# to prove $x^2 + y^2+1\ge xy + y + x$

$$x^2 + y^2+1\ge xy + y + x$$

$$x$$ and $$y$$ belong to all real numbers

my attempt

$$(u-2)^2\ge0\Rightarrow \frac{u^2}{4}+1\ge u$$

let $$u=x+y\Rightarrow \frac{(x+y)^2}{4}+1\ge x+y$$

$$\Rightarrow (x+y)^2+1\ge \frac{3}{4}(x+y)^2+(x+y)$$

$$but \frac{(x+y)^2}{4} \ge xy$$ by AM-GM inequality

$$\Rightarrow (x+y)^2+1\ge \frac{3}{4}(x+y)^2+(x+y)\ge3xy+(x+y)$$

hence $$\Rightarrow x^2 + y^2+2xy+1\ge 3xy+x+y$$

are the steps correct and is there any other better way??

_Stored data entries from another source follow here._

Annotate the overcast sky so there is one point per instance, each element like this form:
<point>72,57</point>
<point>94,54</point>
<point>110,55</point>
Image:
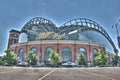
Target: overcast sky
<point>15,13</point>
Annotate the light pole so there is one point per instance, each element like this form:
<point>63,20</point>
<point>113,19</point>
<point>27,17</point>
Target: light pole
<point>118,37</point>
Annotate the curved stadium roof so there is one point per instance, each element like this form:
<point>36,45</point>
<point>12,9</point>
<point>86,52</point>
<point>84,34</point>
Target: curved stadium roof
<point>77,29</point>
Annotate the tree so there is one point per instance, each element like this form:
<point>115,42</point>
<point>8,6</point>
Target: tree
<point>81,59</point>
<point>54,59</point>
<point>10,58</point>
<point>101,58</point>
<point>31,59</point>
<point>115,60</point>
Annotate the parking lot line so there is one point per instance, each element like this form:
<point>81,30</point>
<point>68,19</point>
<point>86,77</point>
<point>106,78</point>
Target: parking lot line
<point>100,75</point>
<point>46,75</point>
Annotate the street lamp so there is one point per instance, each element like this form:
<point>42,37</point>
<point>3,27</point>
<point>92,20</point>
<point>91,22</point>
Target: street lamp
<point>118,37</point>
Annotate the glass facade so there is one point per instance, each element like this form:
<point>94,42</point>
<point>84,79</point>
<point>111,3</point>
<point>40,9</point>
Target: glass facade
<point>21,54</point>
<point>47,53</point>
<point>66,54</point>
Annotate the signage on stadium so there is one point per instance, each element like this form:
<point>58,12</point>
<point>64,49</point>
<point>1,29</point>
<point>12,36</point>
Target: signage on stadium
<point>50,35</point>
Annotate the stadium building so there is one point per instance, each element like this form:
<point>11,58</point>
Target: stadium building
<point>78,35</point>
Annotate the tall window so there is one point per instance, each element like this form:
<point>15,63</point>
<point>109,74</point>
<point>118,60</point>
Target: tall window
<point>66,54</point>
<point>47,53</point>
<point>83,50</point>
<point>21,54</point>
<point>95,53</point>
<point>34,50</point>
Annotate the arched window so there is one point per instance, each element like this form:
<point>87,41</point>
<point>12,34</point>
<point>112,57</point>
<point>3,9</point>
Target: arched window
<point>47,53</point>
<point>83,50</point>
<point>21,54</point>
<point>34,50</point>
<point>95,53</point>
<point>23,38</point>
<point>66,54</point>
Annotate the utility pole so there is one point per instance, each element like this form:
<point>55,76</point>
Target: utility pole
<point>118,37</point>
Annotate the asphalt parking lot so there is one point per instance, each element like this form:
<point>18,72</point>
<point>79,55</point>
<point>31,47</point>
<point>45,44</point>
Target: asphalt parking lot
<point>29,73</point>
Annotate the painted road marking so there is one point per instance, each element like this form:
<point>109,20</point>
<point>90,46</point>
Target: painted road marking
<point>46,75</point>
<point>100,75</point>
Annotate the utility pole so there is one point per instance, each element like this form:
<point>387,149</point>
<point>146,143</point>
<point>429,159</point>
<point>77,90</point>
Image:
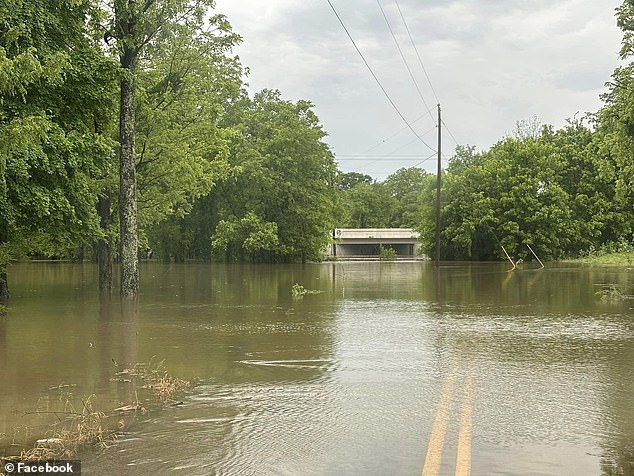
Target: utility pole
<point>438,183</point>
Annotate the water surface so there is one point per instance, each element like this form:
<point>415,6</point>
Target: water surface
<point>345,381</point>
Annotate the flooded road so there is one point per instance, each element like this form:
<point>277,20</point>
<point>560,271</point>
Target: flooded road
<point>392,368</point>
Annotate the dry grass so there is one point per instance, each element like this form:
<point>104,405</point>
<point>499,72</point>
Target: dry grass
<point>77,430</point>
<point>73,432</point>
<point>152,376</point>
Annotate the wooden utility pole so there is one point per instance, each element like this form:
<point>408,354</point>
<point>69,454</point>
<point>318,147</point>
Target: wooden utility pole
<point>438,183</point>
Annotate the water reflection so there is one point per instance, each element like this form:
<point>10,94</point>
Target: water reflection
<point>340,382</point>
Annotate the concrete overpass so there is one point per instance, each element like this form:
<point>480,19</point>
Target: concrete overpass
<point>367,242</point>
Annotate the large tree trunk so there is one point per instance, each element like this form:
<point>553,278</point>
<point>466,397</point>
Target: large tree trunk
<point>127,184</point>
<point>4,286</point>
<point>104,246</point>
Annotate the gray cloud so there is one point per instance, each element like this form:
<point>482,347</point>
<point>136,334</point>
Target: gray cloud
<point>491,62</point>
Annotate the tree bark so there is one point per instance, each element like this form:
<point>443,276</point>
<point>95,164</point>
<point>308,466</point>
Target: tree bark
<point>127,182</point>
<point>104,246</point>
<point>4,287</point>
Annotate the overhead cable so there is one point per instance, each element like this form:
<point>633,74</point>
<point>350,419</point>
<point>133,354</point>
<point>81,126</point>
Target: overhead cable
<point>376,78</point>
<point>420,61</point>
<point>409,70</point>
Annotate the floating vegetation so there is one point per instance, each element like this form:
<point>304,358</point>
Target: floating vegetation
<point>154,377</point>
<point>75,431</point>
<point>300,291</point>
<point>387,254</point>
<point>612,293</point>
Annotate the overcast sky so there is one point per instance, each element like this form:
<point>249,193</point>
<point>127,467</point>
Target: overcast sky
<point>491,63</point>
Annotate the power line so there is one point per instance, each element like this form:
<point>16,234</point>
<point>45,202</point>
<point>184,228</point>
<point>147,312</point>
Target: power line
<point>383,141</point>
<point>409,70</point>
<point>389,155</point>
<point>452,136</point>
<point>420,61</point>
<point>376,78</point>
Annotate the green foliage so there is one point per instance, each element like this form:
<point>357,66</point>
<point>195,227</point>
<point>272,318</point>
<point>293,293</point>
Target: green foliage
<point>298,290</point>
<point>368,206</point>
<point>387,254</point>
<point>246,238</point>
<point>546,191</point>
<point>277,201</point>
<point>55,86</point>
<point>349,180</point>
<point>405,187</point>
<point>185,86</point>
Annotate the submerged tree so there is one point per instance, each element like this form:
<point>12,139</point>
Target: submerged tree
<point>55,88</point>
<point>277,201</point>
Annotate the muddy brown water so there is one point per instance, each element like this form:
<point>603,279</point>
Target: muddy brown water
<point>531,372</point>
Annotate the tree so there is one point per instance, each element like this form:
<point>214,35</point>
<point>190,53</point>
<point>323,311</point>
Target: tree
<point>281,183</point>
<point>135,24</point>
<point>55,85</point>
<point>405,186</point>
<point>368,206</point>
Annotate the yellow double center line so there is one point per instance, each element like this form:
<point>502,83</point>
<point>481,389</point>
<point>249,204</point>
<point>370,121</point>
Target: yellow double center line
<point>439,429</point>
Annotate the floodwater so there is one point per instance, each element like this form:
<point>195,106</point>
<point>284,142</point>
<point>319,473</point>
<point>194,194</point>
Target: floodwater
<point>391,369</point>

• "But $\frac{(x+y)^2}{4} \ge xy$" - why? – Dietrich Burde Apr 23 at 8:53
• Type/bounds of x,y? – NoChance Apr 23 at 8:55
• @DietrichBurde That is because $(x-y)^{2} \geq 0$. – Kabo Murphy Apr 23 at 8:57
• @KaviRamaMurthy Yes, I know. But it should be mentioned in the solution. – Dietrich Burde Apr 23 at 9:02
• @DietrichBurde by inequality of arithmetic and geometric mean, followed by squaring on both sides – Snmohith Raju Apr 23 at 9:18

Let $$c=x^2+y^2+1-(xy+x+y)$$

$$\iff x^2-x(1+y)+1-y+y^2-c=0$$

As $$x$$ is real, the discriminant must be $$\ge0$$

i.e., $$(1+y)^2\ge4(1-y+y^2-c)\iff4c\ge3(1-y)^2$$ which is $$\ge0$$ for real $$y$$

Alternatively,

$$x^2-x(1+y)+1-y+y^2=\left(x-\dfrac{1+y}2\right)^2+\dfrac{3(1-y)^2}4$$

Prove $$f(x,y)=x^2+y^2+1-x-xy-y\geq 0.$$ $$f_x=2x-1-y$$ $$f_y=2y-1-x$$ $$f_x=0\implies y=2x-1$$ $$f_y=0\implies x=2y-1$$ $$y=2(2y-1)-1=4y-3\implies y=1$$ $$x=2(2x-1)-1=4x-3\implies x=1$$

There's a stationary point at $$(1,1)$$. $$f_{xx}=2,f_{xy}=f_{yx}=-1,f_{yy}=2.$$

Since $$f_{xx}f_{yy}-f_{xy}^2=4-(-1)^2=3>0\text{ and }f_{xx}=2>0$$ then that stationary point is a minimum. Furthermore $$f(1,1)=0\geq 0$$.